When the first train came to India, people said it was haram.

Not because it killed anyone. Not because it was unsafe.

Because it was invented by Jews and Christians.

So for ten years, give or take, people kept bumping along on horses and camels, sweating under the sun, while the trains glided by empty.

Then one day, a group of clerics had to get from Bombay to Madras. Long road, bad weather, aching knees.

Some kid — probably with too much confidence — said, “Take the train. You’ll be there in no time.”

They looked at each other. Looked at the sky. Climbed aboard, like thieves sneaking into someone else’s house.

And nothing happened.

No lightning, no divine punishment, no secret plot to steal their souls. Just a quiet ride, tea served in cups, scenery rolling by like a dream.

By the time they reached Madras, they’d changed their minds.

“Fatwa withdrawn,” they said, as if pressing a delete button.

Ten years lost to stubbornness — erased with one train ticket.

It wasn’t new.

When Hulagu Khan was outside Baghdad sharpening his sword, scholars inside were debating how many angels could sit on the tip of a needle.

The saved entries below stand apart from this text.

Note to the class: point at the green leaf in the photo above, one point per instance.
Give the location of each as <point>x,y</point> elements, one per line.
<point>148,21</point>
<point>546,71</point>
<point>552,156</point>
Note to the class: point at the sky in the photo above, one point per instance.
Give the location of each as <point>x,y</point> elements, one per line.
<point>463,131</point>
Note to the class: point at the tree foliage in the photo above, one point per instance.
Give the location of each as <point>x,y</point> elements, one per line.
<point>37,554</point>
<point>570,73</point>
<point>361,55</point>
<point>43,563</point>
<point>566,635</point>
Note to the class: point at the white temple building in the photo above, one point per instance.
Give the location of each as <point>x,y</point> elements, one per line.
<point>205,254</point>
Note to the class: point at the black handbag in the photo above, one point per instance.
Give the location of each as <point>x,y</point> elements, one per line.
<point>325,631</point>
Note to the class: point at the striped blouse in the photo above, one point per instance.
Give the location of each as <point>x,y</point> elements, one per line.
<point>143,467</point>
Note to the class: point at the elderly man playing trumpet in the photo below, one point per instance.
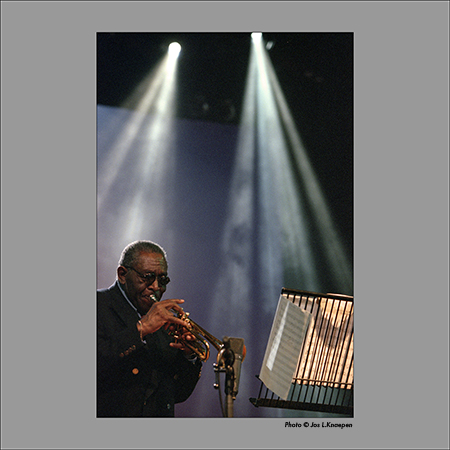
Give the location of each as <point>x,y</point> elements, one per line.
<point>142,370</point>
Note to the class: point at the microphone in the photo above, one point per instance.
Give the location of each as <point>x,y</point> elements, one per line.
<point>238,348</point>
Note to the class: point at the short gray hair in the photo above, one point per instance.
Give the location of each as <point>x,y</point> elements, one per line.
<point>132,251</point>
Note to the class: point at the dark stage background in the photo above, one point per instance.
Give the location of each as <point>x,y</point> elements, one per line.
<point>228,262</point>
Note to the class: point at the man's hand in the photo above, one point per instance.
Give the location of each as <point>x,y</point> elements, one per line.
<point>160,315</point>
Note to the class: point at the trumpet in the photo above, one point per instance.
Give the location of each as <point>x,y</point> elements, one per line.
<point>200,346</point>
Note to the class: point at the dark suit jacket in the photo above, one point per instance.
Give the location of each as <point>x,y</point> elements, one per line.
<point>136,379</point>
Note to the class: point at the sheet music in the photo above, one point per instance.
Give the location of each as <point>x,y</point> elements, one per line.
<point>284,346</point>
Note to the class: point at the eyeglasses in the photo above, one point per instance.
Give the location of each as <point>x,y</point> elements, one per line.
<point>150,277</point>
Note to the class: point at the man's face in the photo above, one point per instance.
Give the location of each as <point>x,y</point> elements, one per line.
<point>137,288</point>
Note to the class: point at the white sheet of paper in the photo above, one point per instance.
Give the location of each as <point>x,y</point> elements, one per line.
<point>284,346</point>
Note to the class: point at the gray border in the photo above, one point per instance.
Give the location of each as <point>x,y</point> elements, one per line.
<point>48,209</point>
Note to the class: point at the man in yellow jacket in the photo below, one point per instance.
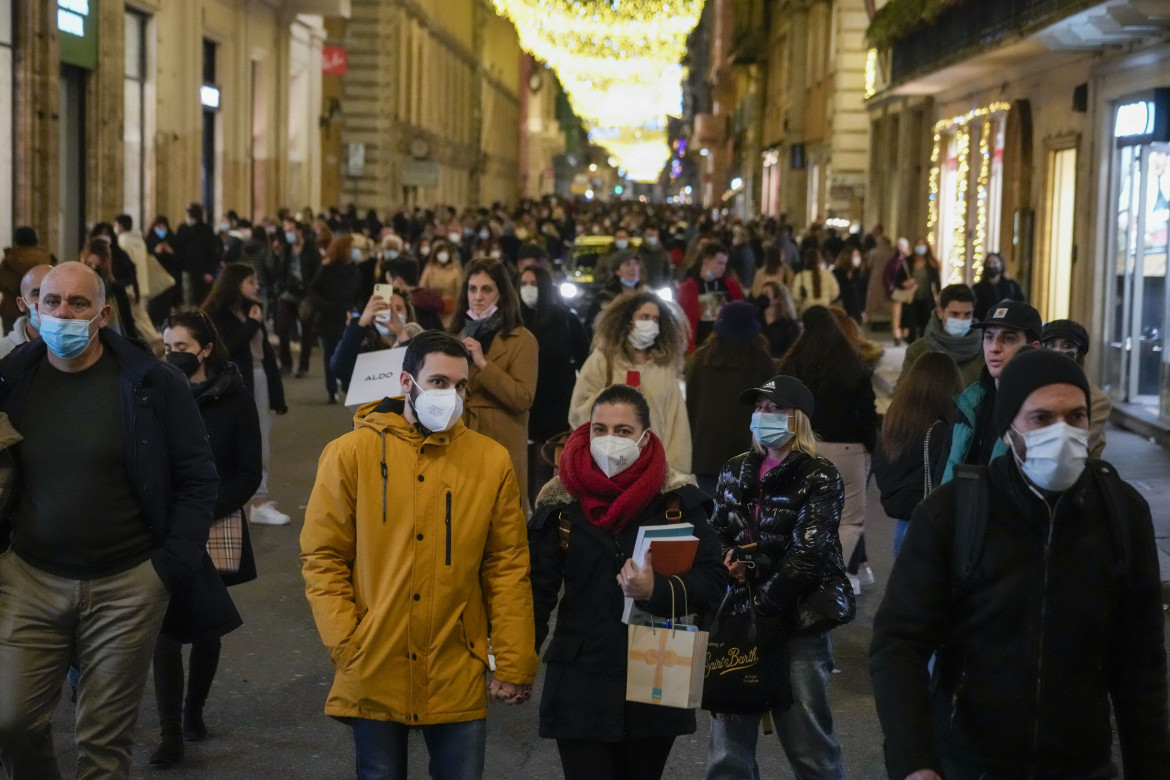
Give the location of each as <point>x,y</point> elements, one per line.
<point>413,544</point>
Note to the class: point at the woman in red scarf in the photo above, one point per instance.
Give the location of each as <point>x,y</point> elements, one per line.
<point>613,480</point>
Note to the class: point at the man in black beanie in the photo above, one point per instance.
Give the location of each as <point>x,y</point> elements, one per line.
<point>1036,584</point>
<point>1010,326</point>
<point>1071,338</point>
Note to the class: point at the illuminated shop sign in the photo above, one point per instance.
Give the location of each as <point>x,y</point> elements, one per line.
<point>1143,118</point>
<point>77,25</point>
<point>208,96</point>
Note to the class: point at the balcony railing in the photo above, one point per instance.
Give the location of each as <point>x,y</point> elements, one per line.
<point>962,30</point>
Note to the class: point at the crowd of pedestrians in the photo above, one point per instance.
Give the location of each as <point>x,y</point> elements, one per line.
<point>717,372</point>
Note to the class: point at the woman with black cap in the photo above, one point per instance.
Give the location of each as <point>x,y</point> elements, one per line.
<point>786,501</point>
<point>734,356</point>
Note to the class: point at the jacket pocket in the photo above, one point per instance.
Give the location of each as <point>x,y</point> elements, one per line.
<point>563,649</point>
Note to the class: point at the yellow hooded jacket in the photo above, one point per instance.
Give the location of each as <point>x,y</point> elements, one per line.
<point>410,547</point>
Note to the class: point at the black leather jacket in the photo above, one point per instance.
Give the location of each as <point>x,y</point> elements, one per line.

The city burned before they reached an answer.

Later, when loudspeakers showed up in mosques, they were called haram too.

Now you can’t find a mosque without them. Even the ones who banned them use them.

And still, someone always says learning science is dangerous. That looking through a telescope is competing with God.

As if Newton or Einstein ever said, “Bow to me. Kiss my hand.”

They didn’t even shave for the photo.

Meanwhile, other nations turned trains into rockets, speakers into satellites, while we kept arguing about whether to get on board.